High temperature nuclear magnetic resonance spectroscopy was used to study the barrier to N-N bond rotation in seven cyclic N-nitroso amines. Arrhenius activation energies of 20.0±0.5 Kcal. mole-1 and 21.8±0.6 Kcal. mole-1 were calculated for N-nitrosoazacyclopentane and N-nitrosoazacyclohexane,respectively. The free energy of activation of hindered N-N bond rotation was calculated to be 24.5±0.1 Kcal. mole-1 for  N-nitrosocamphidine and >23-3 Kcal. mole-1 for N-nitrosoazacycloheptane, N-nitrosoazacyclooctane and N-nitroso-3-azabicyclo[3,2,2]nonane at the coalescence temperatures.

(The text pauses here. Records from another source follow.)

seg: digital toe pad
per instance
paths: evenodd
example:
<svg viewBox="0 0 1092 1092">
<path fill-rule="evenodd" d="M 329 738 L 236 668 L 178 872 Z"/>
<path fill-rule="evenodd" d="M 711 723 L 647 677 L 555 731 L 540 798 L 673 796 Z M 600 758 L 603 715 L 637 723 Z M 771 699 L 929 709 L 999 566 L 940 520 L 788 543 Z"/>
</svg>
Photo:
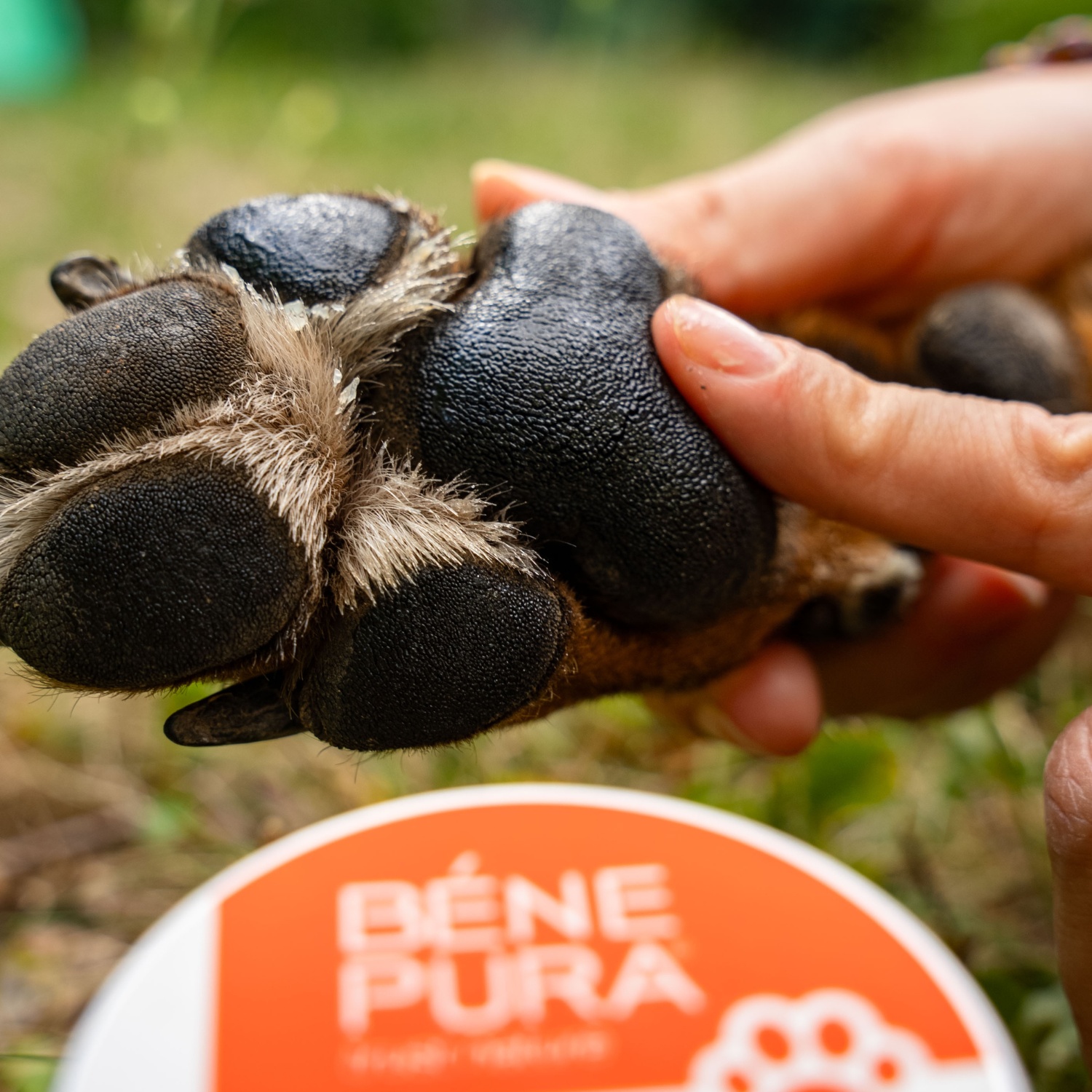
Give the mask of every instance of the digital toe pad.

The solution photolysis of N-nitrosoazacyclononane and N-nitrosocamphidine produced the parent amines and one amidoxime as the only isolated and positively identified photolysis products.

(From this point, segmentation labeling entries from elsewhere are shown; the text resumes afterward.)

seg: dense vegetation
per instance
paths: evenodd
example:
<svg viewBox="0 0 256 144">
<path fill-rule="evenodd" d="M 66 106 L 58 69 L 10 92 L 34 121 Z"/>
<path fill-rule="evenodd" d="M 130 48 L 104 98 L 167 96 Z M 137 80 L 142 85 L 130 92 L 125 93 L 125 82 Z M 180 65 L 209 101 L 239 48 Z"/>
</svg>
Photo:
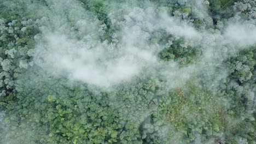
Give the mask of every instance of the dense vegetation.
<svg viewBox="0 0 256 144">
<path fill-rule="evenodd" d="M 139 17 L 155 7 L 154 14 L 165 11 L 197 32 L 220 35 L 236 22 L 255 26 L 256 1 L 202 1 L 200 6 L 200 1 L 75 1 L 95 21 L 95 26 L 85 25 L 87 37 L 76 23 L 82 12 L 68 11 L 75 8 L 68 4 L 56 5 L 65 1 L 53 1 L 0 2 L 1 143 L 256 143 L 255 39 L 246 41 L 248 45 L 234 44 L 238 48 L 213 40 L 211 47 L 212 43 L 192 44 L 185 34 L 150 30 L 143 22 L 151 20 Z M 58 7 L 61 10 L 56 10 Z M 53 17 L 53 11 L 61 18 Z M 117 32 L 137 25 L 146 36 L 138 36 L 142 40 L 132 45 L 155 45 L 159 63 L 107 88 L 88 79 L 73 80 L 69 69 L 52 74 L 48 65 L 53 61 L 44 63 L 50 60 L 39 51 L 46 47 L 48 53 L 50 49 L 44 45 L 49 38 L 44 33 L 50 32 L 45 27 L 57 31 L 53 17 L 65 21 L 61 32 L 72 33 L 73 37 L 67 37 L 75 39 L 71 43 L 84 40 L 93 47 L 99 43 L 109 49 L 126 44 L 120 42 L 123 33 Z M 155 23 L 152 26 L 161 21 Z M 206 56 L 211 52 L 210 61 Z M 108 56 L 108 61 L 118 59 Z M 173 73 L 172 69 L 164 72 L 166 65 L 178 71 L 174 77 L 166 76 Z"/>
</svg>

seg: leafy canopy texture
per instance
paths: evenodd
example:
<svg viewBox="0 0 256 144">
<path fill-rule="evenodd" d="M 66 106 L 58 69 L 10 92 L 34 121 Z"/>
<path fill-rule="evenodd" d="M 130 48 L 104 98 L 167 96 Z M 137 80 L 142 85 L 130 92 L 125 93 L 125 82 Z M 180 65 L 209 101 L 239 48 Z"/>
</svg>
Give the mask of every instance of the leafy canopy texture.
<svg viewBox="0 0 256 144">
<path fill-rule="evenodd" d="M 256 143 L 256 1 L 0 1 L 1 143 Z"/>
</svg>

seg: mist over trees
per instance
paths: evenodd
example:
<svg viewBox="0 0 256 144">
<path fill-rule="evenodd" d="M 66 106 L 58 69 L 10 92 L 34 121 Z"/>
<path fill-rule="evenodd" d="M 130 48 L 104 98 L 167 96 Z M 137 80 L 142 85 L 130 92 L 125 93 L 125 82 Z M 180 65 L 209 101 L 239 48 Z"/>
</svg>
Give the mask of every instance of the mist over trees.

The mass spectral fragmentation patterns of seven cyclic oximes were determined using metastable peaks and accurate mass measurements. Most emphasis was placed on the M-OH fragment formed by a McLafferty-type rearrangement and the M-NO and NO+ ions.

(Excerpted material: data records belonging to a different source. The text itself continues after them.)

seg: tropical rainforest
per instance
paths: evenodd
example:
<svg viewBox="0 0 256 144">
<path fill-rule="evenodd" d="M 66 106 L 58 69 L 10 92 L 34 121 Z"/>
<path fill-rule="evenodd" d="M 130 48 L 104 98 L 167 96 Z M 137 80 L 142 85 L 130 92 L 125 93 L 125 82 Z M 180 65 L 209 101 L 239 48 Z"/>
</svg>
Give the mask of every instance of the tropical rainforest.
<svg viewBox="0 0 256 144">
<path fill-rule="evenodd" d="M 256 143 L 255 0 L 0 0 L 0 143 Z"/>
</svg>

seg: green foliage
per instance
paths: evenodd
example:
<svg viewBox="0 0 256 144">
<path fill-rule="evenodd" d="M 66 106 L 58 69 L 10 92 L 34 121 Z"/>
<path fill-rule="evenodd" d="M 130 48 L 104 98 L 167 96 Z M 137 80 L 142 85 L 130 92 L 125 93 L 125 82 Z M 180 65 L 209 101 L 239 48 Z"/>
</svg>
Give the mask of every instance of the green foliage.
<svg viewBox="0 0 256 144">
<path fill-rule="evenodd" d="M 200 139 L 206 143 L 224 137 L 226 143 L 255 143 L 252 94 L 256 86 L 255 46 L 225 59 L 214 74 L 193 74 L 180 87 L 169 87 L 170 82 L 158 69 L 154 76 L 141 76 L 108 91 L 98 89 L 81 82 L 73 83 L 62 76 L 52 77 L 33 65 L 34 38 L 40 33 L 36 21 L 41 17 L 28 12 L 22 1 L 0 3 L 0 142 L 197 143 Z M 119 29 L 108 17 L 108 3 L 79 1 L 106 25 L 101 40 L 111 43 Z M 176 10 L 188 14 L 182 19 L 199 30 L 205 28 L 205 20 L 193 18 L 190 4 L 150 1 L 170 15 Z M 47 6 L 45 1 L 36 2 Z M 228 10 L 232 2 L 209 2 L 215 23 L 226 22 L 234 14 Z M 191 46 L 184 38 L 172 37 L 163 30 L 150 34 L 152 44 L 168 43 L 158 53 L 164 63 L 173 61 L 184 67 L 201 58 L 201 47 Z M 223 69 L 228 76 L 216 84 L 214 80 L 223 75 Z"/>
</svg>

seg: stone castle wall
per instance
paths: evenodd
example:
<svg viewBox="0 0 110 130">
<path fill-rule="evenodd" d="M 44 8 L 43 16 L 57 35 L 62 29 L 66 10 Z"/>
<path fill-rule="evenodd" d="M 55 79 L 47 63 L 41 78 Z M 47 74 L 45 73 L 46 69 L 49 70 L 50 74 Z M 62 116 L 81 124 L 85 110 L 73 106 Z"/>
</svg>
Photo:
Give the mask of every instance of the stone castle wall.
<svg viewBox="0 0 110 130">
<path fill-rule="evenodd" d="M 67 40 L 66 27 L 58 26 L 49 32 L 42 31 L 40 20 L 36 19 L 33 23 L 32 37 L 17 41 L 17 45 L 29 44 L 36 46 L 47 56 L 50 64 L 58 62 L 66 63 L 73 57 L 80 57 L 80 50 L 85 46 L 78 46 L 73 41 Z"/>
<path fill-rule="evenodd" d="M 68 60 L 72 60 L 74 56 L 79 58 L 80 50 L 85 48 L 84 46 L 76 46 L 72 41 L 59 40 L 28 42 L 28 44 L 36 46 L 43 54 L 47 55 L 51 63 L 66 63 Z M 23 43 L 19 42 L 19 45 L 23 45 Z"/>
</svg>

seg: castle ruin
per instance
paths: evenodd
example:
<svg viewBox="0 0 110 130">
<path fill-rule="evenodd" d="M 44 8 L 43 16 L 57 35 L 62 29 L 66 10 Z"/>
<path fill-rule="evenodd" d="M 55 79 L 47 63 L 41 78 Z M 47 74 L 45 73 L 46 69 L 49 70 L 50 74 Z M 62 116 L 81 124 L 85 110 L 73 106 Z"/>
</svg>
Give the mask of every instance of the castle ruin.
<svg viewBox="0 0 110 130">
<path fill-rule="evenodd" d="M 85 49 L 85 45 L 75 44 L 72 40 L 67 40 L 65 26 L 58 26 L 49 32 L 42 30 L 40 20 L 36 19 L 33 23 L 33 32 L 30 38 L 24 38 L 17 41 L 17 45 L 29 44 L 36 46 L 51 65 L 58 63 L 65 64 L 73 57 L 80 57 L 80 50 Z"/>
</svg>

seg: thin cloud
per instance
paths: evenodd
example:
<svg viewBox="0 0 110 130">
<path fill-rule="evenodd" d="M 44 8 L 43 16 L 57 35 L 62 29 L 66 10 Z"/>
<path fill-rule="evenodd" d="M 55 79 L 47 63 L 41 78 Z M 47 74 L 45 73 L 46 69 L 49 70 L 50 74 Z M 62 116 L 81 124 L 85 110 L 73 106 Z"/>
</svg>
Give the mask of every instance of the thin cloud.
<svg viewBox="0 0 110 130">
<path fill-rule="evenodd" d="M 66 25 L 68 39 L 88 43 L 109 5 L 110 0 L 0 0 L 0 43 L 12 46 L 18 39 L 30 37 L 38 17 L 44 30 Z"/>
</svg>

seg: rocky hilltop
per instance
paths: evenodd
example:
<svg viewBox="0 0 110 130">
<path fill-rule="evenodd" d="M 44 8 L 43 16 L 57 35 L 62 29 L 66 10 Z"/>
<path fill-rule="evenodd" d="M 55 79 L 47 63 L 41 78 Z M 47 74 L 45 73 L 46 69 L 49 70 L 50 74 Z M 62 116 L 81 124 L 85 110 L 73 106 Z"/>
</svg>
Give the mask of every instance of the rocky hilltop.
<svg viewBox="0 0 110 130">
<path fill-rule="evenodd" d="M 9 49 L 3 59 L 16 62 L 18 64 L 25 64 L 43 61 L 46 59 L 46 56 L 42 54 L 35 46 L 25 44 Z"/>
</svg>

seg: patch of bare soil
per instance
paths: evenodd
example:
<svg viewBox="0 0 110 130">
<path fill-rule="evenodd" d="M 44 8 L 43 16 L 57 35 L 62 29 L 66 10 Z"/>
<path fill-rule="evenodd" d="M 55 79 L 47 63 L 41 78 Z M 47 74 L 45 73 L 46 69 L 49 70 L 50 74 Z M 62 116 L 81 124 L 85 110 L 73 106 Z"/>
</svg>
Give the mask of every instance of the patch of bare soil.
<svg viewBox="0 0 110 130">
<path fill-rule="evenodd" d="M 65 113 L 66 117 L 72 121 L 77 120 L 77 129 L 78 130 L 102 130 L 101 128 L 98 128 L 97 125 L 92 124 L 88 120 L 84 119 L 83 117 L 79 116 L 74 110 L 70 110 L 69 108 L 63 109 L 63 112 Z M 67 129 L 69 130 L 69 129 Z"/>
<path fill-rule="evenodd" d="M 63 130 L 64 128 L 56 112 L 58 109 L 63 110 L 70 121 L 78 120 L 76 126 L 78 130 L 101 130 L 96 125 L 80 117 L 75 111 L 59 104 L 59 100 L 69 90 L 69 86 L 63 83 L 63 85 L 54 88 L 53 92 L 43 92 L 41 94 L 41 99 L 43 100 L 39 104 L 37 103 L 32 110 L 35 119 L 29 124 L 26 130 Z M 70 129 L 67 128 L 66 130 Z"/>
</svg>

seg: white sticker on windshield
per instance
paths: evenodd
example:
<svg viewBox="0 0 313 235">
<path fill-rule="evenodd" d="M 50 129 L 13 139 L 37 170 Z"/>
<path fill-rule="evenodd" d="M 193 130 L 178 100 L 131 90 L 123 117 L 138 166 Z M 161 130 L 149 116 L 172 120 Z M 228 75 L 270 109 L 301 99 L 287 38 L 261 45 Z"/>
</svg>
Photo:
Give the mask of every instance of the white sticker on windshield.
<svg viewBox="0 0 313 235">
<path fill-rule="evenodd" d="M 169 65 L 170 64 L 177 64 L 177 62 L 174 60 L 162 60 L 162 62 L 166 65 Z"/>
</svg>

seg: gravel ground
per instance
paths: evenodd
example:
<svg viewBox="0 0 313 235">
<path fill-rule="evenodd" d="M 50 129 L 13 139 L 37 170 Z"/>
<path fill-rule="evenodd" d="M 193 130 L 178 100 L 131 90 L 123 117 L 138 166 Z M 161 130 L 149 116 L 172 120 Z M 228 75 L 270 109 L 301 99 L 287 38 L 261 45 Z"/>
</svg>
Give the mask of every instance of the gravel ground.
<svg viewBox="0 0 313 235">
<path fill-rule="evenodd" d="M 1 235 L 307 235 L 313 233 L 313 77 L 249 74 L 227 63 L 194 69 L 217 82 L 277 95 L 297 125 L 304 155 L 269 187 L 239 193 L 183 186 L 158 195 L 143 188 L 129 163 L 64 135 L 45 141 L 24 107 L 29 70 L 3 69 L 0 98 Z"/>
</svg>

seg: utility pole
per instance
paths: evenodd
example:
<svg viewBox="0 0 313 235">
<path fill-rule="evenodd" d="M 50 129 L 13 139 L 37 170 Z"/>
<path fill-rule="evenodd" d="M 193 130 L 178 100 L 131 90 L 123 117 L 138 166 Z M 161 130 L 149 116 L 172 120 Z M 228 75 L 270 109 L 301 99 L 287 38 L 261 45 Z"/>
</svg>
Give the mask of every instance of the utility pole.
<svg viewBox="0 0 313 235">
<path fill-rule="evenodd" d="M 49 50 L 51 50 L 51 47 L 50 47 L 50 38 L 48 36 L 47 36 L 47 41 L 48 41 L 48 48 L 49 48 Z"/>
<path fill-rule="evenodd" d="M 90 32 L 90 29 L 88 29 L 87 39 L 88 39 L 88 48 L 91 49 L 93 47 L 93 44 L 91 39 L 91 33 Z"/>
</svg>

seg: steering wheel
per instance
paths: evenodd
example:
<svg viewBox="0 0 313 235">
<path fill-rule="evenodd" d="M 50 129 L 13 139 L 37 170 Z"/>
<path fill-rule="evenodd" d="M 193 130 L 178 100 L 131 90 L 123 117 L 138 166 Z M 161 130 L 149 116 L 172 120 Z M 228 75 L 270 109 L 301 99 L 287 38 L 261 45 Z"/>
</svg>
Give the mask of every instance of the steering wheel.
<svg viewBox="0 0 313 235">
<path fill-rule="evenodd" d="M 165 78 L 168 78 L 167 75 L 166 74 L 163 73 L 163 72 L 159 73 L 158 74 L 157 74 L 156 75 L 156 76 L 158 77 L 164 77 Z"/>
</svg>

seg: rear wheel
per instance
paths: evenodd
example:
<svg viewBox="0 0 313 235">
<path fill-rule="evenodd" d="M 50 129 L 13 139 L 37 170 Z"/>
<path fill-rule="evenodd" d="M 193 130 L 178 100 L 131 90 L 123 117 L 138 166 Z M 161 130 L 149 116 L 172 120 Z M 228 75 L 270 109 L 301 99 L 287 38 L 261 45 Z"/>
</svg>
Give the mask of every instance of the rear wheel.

The mass spectral fragmentation patterns of the oximes from cycloheptanone to cyclododecanone were found to be similar to the fragmentation patterns for cyclohexanone oxime.

The mass spectral fragmentation patterns of several cyclic and bicyclic amines were found to be similar to the fragmentation patterns reported for azacyclohexane.